Mahout based Canopy libraries are coupled with Vectors and indexes and does not work on plain strings. If you know of the way, where i can use canopy clustering on strings using simple library, it would fix my issue.
My requirement is to pass list of strings(say 10K) to Canopy clustering algo and it should return sublists based on T1 and T2.
Canopy clustering is mostly useful as a preprocessing step for parallelization. I'm not sure how much it will get you on a single node. I figure you might as well compute the actual algorithm right away, or build an index such as an M-tree.
The strength of Canopy clustering is that you can run it independently on a number of nodes and then just overlap their results.
Also check if it actually is compatible to your approach. I figure that canopy might need metric properties to be correct. Is your string distance a proper metric (i.e. triangle inequality)?
10,000 data points, if that's all you're concerned with, should be no problem with standard k-means. I'd look at optimising that before you consider canopy clustering (which is really designed for millions or even billions of examples). Some things you may have missed:
pre-compute the feature vectors for each string. Don't do it every time you want to compare s_1 to s_2 or s_1 to cluster centroid
you only need to keep the summary statistics in memory: the sum of all points assigned to a cluster and the number of points assigned to a cluster. When you're done with an iteration, divides sums by ns and you have your new centroids.

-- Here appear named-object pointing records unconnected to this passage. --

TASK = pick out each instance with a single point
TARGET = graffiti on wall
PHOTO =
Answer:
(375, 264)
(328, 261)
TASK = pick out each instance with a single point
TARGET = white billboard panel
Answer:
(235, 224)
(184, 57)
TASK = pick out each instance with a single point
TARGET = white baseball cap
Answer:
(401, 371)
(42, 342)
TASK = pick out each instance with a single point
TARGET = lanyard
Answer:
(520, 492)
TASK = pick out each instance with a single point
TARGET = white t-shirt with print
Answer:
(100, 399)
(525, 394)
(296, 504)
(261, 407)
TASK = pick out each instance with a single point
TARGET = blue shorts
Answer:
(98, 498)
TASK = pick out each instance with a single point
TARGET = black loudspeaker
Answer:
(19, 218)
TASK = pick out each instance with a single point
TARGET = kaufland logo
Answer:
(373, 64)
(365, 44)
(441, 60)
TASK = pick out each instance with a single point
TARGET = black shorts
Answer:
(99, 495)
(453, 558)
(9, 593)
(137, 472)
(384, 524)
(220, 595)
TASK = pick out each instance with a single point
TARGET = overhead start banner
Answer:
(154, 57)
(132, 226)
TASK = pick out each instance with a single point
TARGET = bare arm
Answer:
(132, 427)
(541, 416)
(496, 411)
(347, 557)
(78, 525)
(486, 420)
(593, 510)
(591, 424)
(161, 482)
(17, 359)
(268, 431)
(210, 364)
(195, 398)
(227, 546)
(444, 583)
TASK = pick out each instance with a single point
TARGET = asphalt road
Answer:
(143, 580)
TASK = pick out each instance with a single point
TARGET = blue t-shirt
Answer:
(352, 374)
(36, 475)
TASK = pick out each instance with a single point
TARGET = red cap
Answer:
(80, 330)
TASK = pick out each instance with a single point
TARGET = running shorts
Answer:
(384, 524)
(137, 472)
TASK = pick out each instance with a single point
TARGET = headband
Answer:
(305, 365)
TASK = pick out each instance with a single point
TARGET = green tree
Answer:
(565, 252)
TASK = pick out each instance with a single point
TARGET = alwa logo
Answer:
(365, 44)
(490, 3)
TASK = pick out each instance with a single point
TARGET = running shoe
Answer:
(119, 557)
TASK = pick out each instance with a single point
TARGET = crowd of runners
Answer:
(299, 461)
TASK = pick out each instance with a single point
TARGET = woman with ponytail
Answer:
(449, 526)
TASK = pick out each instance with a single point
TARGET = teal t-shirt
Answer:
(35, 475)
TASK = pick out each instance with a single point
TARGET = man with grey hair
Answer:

what's the dimensionality of your feature space? be aware that you should use a distance metric where the dimensions where both vectors are zero have no impact, so you should only need to compute for non-zero dimensions. Store your points as sparse vectors to facilitate this.
Can you do some analysis and determine where the bottle-neck in your implementation is? I'm a little perplexed by your comment about Mahout not working with plain strings.
You should give the clustering algorithms in ELKI a try. Sorry for so shamelessly promoting a project I'm closely affiliated with. But it is the largest collection of clustering and outlier detection algorithms that are implemented in a comparable fashion. (If you'd take all the clustering algorithms available in some R package, you might end up with more algorithms, but they won't be really comparable because of implementation differences)
And benchmarking showed enormous speed differences with different implementations of the same algorithm. See our benchmarking web site on how much performance can vary even on simple algorithms such as k-means.
We do not yet have Canopy Clustering. The reason is that it's more of a preprocessing index than actually a clustering algorithm. Kind of like a primitive variant of the M-tree, or of DBSCAN clustering. However, we should would like to see a contributed canopy clustering as such a preprocessing step.
ELKIs abilities to process strings are also a bit limited so far. You can load typical TF-IDF vectors just fine and we have somewhat optimized sparse vector classes and similarity functions. They don't fully exploit sparsity for k-means yet, though, and there is no spherical k-means yet either. But there are various reasons why k-means results on sparse vectors cannot be expected to be very meaningful; it's more of a heuristic.
But it would be interesting if you could give it a try for your problem and report back your experiences. Was the performance somewhat competitive with your implementation? And we would love to see contributed modules for text processing, such as e.g. further optimized similarity functions, or a spherical k-means variant.
Update: ELKI now actually includes CanopyClustering: CanopyPreClustering (will be part of 0.6.0 then). But as of now, it's just another clustering algorithm, and not yet used to accelerate other algorithms such as k-means. I need to check how to best use it as some kind of index to accelerate algorithms. I can imagine it also helps for speeding up DBSCAN if you set T1=epsilon and T2=0.5*T1. The big issue with CanopyClustering IMHO is how to choose a good radius.